De Texaanse en de Londense olieprijs, de twee wereldwijde referenties, stijgen woensdag met bijna 5 procent richting 110 dollar per vat. De forse klim heeft te maken met de vrees dat de Russische toevoer van olie zal stoppen.
Een vat Texas Intermediate (WTI) kostte woensdagochtend 108,4 dollar, of 4,8 procent meer dan een dag eerder. De Londense Brentolie steeg in hetzelfde snelle tempo, tot circa 110 dollar per vat.

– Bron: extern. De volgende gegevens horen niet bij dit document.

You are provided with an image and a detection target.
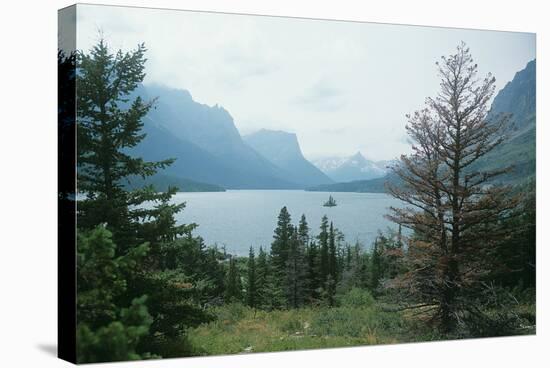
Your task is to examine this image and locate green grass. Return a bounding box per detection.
[187,304,409,355]
[180,289,535,355]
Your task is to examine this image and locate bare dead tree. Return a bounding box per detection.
[387,43,518,331]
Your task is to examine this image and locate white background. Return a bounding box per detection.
[0,0,550,368]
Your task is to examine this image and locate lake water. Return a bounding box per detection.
[170,190,400,255]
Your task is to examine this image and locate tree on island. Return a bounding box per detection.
[387,43,517,332]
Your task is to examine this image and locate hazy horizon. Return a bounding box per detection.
[70,4,536,160]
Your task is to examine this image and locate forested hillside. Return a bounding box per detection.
[68,40,536,363]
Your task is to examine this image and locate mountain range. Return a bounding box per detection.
[243,129,334,185]
[132,85,333,190]
[313,152,391,182]
[307,60,536,193]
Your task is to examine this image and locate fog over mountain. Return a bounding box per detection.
[77,5,535,164]
[130,84,333,189]
[308,60,536,193]
[244,129,333,186]
[313,152,389,182]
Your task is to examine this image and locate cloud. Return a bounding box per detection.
[77,5,535,159]
[292,80,346,112]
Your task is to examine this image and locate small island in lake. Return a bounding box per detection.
[323,196,337,207]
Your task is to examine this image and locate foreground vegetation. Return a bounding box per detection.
[188,289,535,355]
[60,40,536,363]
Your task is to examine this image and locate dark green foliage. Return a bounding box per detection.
[271,207,293,274]
[77,40,215,361]
[306,242,322,303]
[77,226,152,363]
[77,40,172,246]
[285,228,306,308]
[246,247,258,308]
[224,257,243,303]
[298,214,309,247]
[317,215,329,283]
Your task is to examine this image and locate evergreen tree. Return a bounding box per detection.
[370,237,382,293]
[328,222,338,282]
[225,257,242,303]
[256,247,270,309]
[76,40,213,355]
[298,214,309,248]
[286,228,306,308]
[246,247,258,308]
[77,39,173,252]
[317,215,330,284]
[306,242,323,302]
[76,226,152,363]
[271,206,293,277]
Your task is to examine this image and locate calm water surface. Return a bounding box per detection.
[170,190,400,255]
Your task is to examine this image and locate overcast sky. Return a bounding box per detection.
[71,5,535,160]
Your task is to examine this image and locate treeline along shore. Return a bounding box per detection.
[58,39,536,363]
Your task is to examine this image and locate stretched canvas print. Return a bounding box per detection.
[58,5,536,363]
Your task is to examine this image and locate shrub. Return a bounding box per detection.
[338,288,374,308]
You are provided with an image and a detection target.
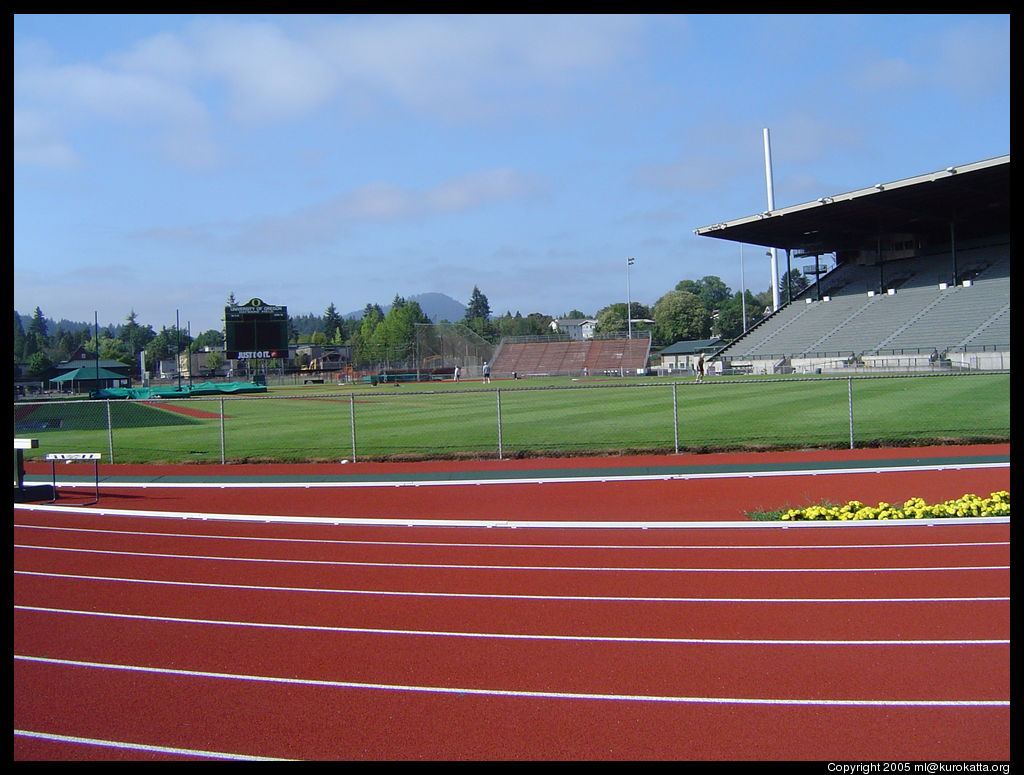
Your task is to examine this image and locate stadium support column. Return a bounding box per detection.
[949,218,958,286]
[762,127,778,310]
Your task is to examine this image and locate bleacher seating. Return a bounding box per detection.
[720,243,1010,361]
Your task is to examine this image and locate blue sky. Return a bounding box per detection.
[13,14,1010,334]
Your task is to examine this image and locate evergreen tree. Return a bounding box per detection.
[14,309,26,360]
[321,301,345,341]
[466,286,490,324]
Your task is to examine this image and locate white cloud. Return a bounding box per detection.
[221,169,539,253]
[14,111,78,169]
[935,24,1010,101]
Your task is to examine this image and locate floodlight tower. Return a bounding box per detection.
[762,127,778,310]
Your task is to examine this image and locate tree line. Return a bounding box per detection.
[14,270,810,379]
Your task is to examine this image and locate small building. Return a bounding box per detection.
[551,317,597,341]
[658,339,722,373]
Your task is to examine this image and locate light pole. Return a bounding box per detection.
[739,243,746,334]
[626,258,636,339]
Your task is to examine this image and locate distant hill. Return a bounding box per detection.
[344,293,466,322]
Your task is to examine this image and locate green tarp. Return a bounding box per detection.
[89,382,266,398]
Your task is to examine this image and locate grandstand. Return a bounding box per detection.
[696,156,1010,374]
[492,334,650,378]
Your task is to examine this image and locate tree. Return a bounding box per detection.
[14,309,26,360]
[653,291,712,344]
[321,301,345,337]
[594,301,651,334]
[29,307,47,341]
[193,329,224,350]
[26,352,53,380]
[675,274,732,309]
[466,286,490,324]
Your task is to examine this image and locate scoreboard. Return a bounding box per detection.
[224,299,288,360]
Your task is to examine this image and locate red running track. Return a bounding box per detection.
[14,448,1010,761]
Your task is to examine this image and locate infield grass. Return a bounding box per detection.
[14,374,1010,463]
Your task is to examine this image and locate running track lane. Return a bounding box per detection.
[15,511,1009,760]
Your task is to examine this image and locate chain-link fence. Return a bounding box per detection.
[14,373,1010,463]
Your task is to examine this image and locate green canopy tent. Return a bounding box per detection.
[49,365,128,393]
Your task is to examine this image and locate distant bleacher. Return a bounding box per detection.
[716,240,1010,372]
[492,336,650,378]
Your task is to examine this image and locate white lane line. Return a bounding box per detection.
[14,570,1010,603]
[24,461,1010,489]
[14,654,1010,707]
[14,729,294,762]
[14,544,1010,573]
[14,605,1010,646]
[14,504,1010,530]
[14,523,1010,551]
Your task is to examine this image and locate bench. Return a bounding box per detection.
[43,453,100,506]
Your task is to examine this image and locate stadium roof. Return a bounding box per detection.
[694,154,1010,255]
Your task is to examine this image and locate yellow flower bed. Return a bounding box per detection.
[779,489,1010,520]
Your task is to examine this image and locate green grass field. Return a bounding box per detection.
[14,374,1010,463]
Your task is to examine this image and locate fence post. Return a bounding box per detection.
[220,396,227,466]
[672,382,679,455]
[846,377,853,449]
[106,398,114,463]
[348,395,355,463]
[495,388,504,460]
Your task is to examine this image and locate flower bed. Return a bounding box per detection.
[751,490,1010,521]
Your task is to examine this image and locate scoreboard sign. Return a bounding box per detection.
[224,299,288,360]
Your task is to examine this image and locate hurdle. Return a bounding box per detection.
[43,453,99,506]
[14,438,55,503]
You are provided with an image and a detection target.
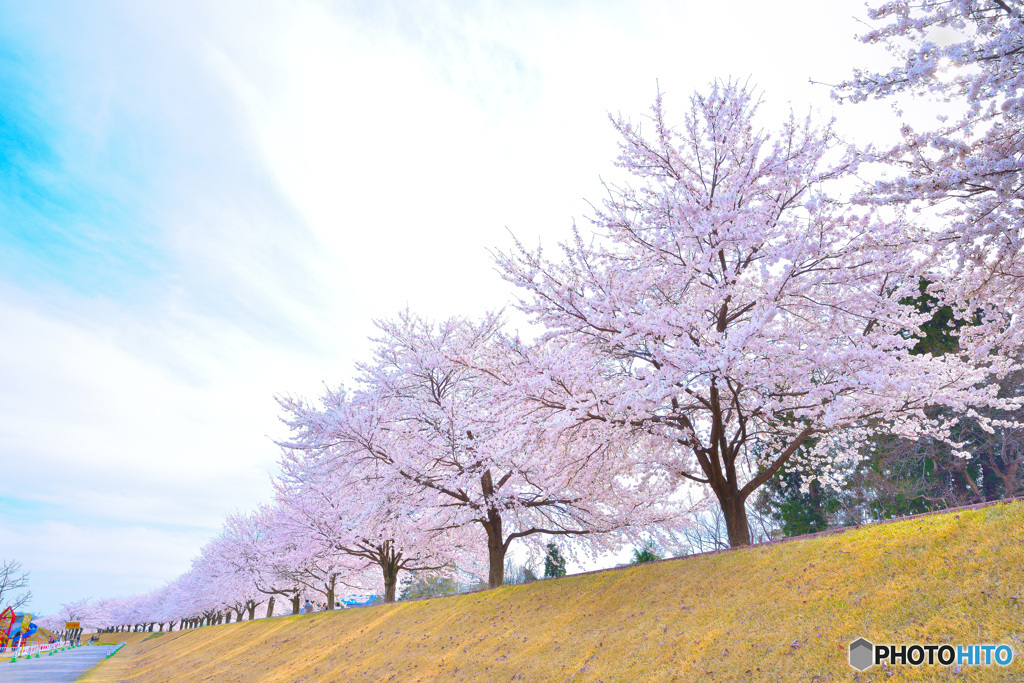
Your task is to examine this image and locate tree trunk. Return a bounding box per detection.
[480,470,508,588]
[715,490,751,548]
[381,562,398,602]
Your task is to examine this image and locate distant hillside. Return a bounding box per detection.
[82,502,1024,683]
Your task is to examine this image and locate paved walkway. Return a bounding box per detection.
[0,645,118,683]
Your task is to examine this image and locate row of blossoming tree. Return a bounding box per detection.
[44,0,1024,630]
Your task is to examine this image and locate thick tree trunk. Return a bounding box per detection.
[715,490,751,548]
[381,562,398,602]
[480,470,508,588]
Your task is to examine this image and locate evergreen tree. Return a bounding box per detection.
[544,543,565,579]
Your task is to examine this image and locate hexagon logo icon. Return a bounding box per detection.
[850,638,874,671]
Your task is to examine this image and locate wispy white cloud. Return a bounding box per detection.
[0,0,901,611]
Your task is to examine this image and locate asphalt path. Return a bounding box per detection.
[0,645,117,683]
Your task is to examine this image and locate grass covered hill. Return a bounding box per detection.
[77,502,1024,683]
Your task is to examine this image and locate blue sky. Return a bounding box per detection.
[0,0,895,613]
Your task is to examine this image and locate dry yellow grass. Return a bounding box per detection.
[81,503,1024,683]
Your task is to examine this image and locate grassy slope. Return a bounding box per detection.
[77,503,1024,683]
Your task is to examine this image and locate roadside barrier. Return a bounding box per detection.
[0,640,75,664]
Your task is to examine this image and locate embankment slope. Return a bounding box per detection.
[82,502,1024,683]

Rusland is ’s werelds op twee na grootste olieproducent en de grootste exporteur met 5 miljoen uitgevoerde vaten per dag. Daarvan gaat 60 procent naar Europa. Als die uitvoerstroom zou stilvallen, door de economische sancties tegen Rusland of op bevel van het Kremlin, ontstaat er dus meteen krapte op de oliemarkten.
Het Internationaal Energieagentschap (IEA) anticipeert daarop en kondigde aan dat de aangesloten landen 60 miljoen vaten olie uit hun noodreserves zouden vrijgeven om de markt te stabiliseren. Maar die aankondiging volstaat niet om de oliemarkten te kalmeren.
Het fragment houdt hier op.